After the battle ended, Daenerys met with Yara and Theon Greyjoy, who arrived with the Iron Fleet and offered them to her as long as she’d help them re-take the Iron Islands. Daenerys accepted, but only if Yara agreed the people of the Iron Islands would stop their Viking/pirate behavior of reaving, raping and raiding. She said yes, although that might be a tough pill to swallow for her fellow Iron Islanders.

Daenerys’ arc this season has been kind of lame. Sure, she burned the Dothraki leaders and took their army, but it seems like her entire story in season six could’ve been resolved in one episode, not dragged out like it did. Daenerys will be back next week, and presumably she’ll decide to finally go to Westeros and take back her birthright. So we might see a lot more dragon battles in season seven (or maybe just a bunch of episodes of Tyrion getting sick on a ship).

It’s pretty remarkable that in episode where we finally saw the dragons become badasses, something overshadowed it completely.



Jon and Ramsay met before the Battle of the Bastards and Jon offered to avoid bloodshed by fighting Ramsay one-on-one for Winterfell. Unfortunately, Ramsay isn’t really into the whole honor and chivalry thing, as evidenced by him calling Jon “bastard” during their meeting as well as everything he’s ever done on the show, so he refused.

Sansa recognizes right away that Jon doesn’t understand Ramsay. He may be a great military mind, but he can’t comprehend how devious Ramsay can be. I’m wondering if Sansa decided in that tent with Jon to pull the trigger on Littlefinger or if the plan was already in motion. Perhaps that will be discussed in the finale.

The Battle of the Bastards lived up to all the hype. It begins with Ramsay manipulating Jon by releasing Rickon Stark and having him run across the battlefield as he’s getting shot at by arrows. It seemed he avoided them all, but right as Jon reaches him, Rickon takes an arrow to the chest. Another Stark falls.

From the opening moment as both sides’ horses crash into one another, it was epic. The scene perfectly captured the chaos of the battlefield as Jon stumbles around stabbing random dudes, avoiding arrow fire and just trying to get his bearings. The violence was so brutal, even for Game of Thrones standards. I just can’t go on enough about how amazing those scenes were.
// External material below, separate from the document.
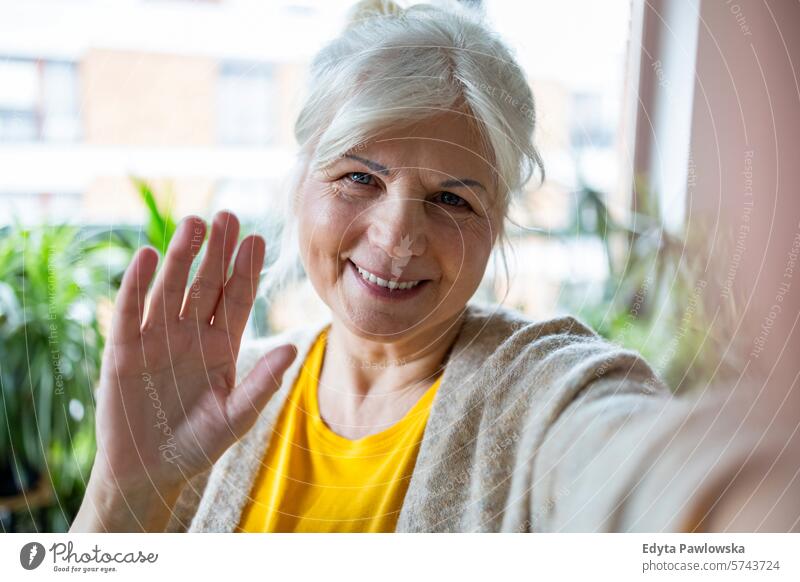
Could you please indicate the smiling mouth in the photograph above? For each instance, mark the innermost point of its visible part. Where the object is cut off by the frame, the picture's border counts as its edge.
(390, 286)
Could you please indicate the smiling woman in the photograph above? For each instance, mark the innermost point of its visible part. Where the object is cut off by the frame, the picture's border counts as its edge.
(412, 408)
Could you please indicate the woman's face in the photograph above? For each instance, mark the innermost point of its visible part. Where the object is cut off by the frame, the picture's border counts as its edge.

Despite being fairly confident that Jon Snow’s side would be victorious, I wasn’t sure he would survive. When his soldiers stampeded over him and he became trapped under all those bodies, I thought Jon might be a goner, as well as Tormund, even though he’d yet to hook up with Brienne.

Even after the Knights of the Vale arrived, saving Jon while also killing all the Bolton soldiers, the episode remained compelling. Ramsay once again decides to play by his own rules and fights Jon one-on-one inside Winterfell. Jon is able to subdue Ramsay and begins punching the shit out of him, as fans have wanted to do for about three seasons. He decides Sansa should be the one who puts him out of his misery, and she watches as Ramsay gets eaten alive by his own hounds.

This episode was perfect. From the opening moments with Tyrion delivering his patented one-liners, to Daenerys finally riding her dragons into battle, and of course the big fight outside Winterfell, Game of Thrones really delivered. For six seasons, we’ve been waiting for a battle like this. In season two and three, we were told about Robb Stark’s amazing battle skills and how successful his armies were. And yet we never saw them in action. Now that we have, it’s pretty obvious it was well worth the wait.

There may be episodes of television with better acting or better writing or more emotional stakes (the episode in Breaking Bad where Hank gets killed comes to mind), but there’s never been anything like “Battle of the Bastards” on television. It even makes some recent war movies look amateurish in comparison. It truly was the most incredible television production ever.

And the crazy thing is: There’s going to be more battles in the future! Danerys is going to bring her dragons to Westeros and the Night King is going to lead the White Walkers past the Wall at some point, so we know bigger and more high stakes wars are going to be fought over the next two seasons. But after last night’s episode, all future battles will have an extremely high bar to compete with.